“The First Lady of the Law”

– Mabel Walker Willebrandt

220px-Mabel_Willebrandtby Spencer Howard

For much of the Prohibition Era (1920-1933), the most prominent Prohibition enforcement official was also the highest ranking woman in three presidential administrations — Assistant Attorney General Mabel Walker Willebrandt.  Appointed by President Harding in 1921, Willebrandt prosecuted Prohibition cases and tax fraud, and oversaw Federal prisons.  In her eight years on the job, Willebrandt became the byword for zealous enforcement of Prohibition, the shining Joan of Arc for the “dry” forces throughout the country.  A 1924 article in Collier’s noted, “I know a way to make a ‘wise’ bootlegger in the United States shiver in his boots. How? Easy! Just slip up behind him and whisper, ‘Mrs. Willebrandt is after you.'”

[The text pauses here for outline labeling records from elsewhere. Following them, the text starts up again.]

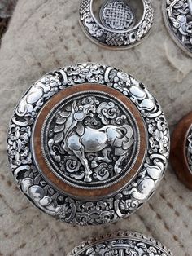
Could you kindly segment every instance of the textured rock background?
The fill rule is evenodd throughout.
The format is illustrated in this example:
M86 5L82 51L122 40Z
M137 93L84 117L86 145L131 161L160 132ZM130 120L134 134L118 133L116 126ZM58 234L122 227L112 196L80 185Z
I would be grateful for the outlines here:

Ironically, she did not personally support Prohibition, but once assigned to the task, she worked tirelessly for enforcement.  Beginning with three assistants, she eventually built a staff of 100.  Much of the enforcement activity throughout the country, especially at the state and local levels, focused on the final suppliers of illegal drinks – speakeasies, backyard distilleries, or the rum-runners’ delivery boys.  Willebrandt believed that the more effective approach was to go after the bootlegging rings and organized crime that supplied the lion’s share of the illegal booze.  In 1927 she successfully argued before the Supreme Court that income from illegal activities should be subject to income tax, which opened the door for tax evasion cases against some of the biggest gangsters, such as Al Capone.  Despite numerous well-publicized successful prosecutions, Willebrandt felt hamstrung by lack of resources and lack of coordination with law enforcement agencies.

In the 1928 campaign, Willebrandt backed then-Secretary of Commerce Herbert Hoover for President.  Hoover was viewed skeptically by both “drys” and “wets” for refusing to commit to either stronger enforcement or repeal of Prohibition (he promised to create a commission to study the issue), and Willebrandt’s endorsement was crucial for securing “dry” votes throughout the country.  Exasperated with the status quo, she hoped Hoover would consolidate all Federal agencies for Prohibition enforcement under one roof, perhaps under her leadership.  But her real ambition was to be appointed to a Federal judgeship and retire from the Prohibition limelight.

Upon entering the White House in 1929, President Hoover received hundreds of letters urging him to retain Willebrandt, or to increase her Prohibition enforcement powers.  One woman, writing from New Jersey, exclaimed, “There are millions of law abiding citizens who…pin their faith to Mabel Walker Willebrandt.”  There was even talk that she should be Attorney General (which would have made her the first woman to hold a cabinet post – that distinction would later go to Frances Perkins, FDR’s Secretary of Labor) but her prominent association with such a politically divisive issue made that impossible.  Instead, Hoover appointed former Solicitor General William D. Mitchell, a brilliant lawyer with no overt connection to either the “wets” or the “drys.”

Hoover retained Willbrandt as an Assistant Attorney General, but she did not want to stay on the job and repeatedly offered to resign.  It was clear that there would be no major reorganization of Prohibition enforcement until Hoover’s Prohibition commission (chaired by George Wickersham) completed its work.  She was also unhappy working under Mitchell, who she thought was a poor administrator, and her political notoriety made a judicial appointment from President Hoover unlikely.  In May 1929 she was offered a lucrative position as legal counsel for the Aviation Corporation (a precursor to American Airlines) and again submitted her resignation.  Hoover accepted her resignation with a public statement of regret and lofty praise for her “distinguished success” and “real courage.”

A few weeks later, Willebrandt wrote a series of articles that were carried in major newspapers throughout the country (and later published as a book) under the heading “The Inside of Prohibition.”  Her tell-all memoir of Prohibition enforcement was intended to persuade the nation that effective Prohibition enforcement was possible with better policies and more resources.  Instead, her account added fuel to the political fire, persuading “wets” that Prohibition had spawned a wasteful and corrupt bureaucracy, and was fundamentally unenforceable at the Federal level.

After retiring from the Justice Department, Willebrandt enjoyed a successful 30-year career in private practice.  She remained on friendly terms with President and Mrs. Hoover and with many of her former Washington colleagues, and continued to advocate publicly for more effective enforcement of Prohibition.  With the repeal of Prohibition in 1933, the one-time “First Lady of the Law” and most powerful woman in Washington faded, with some contentment, into obscurity.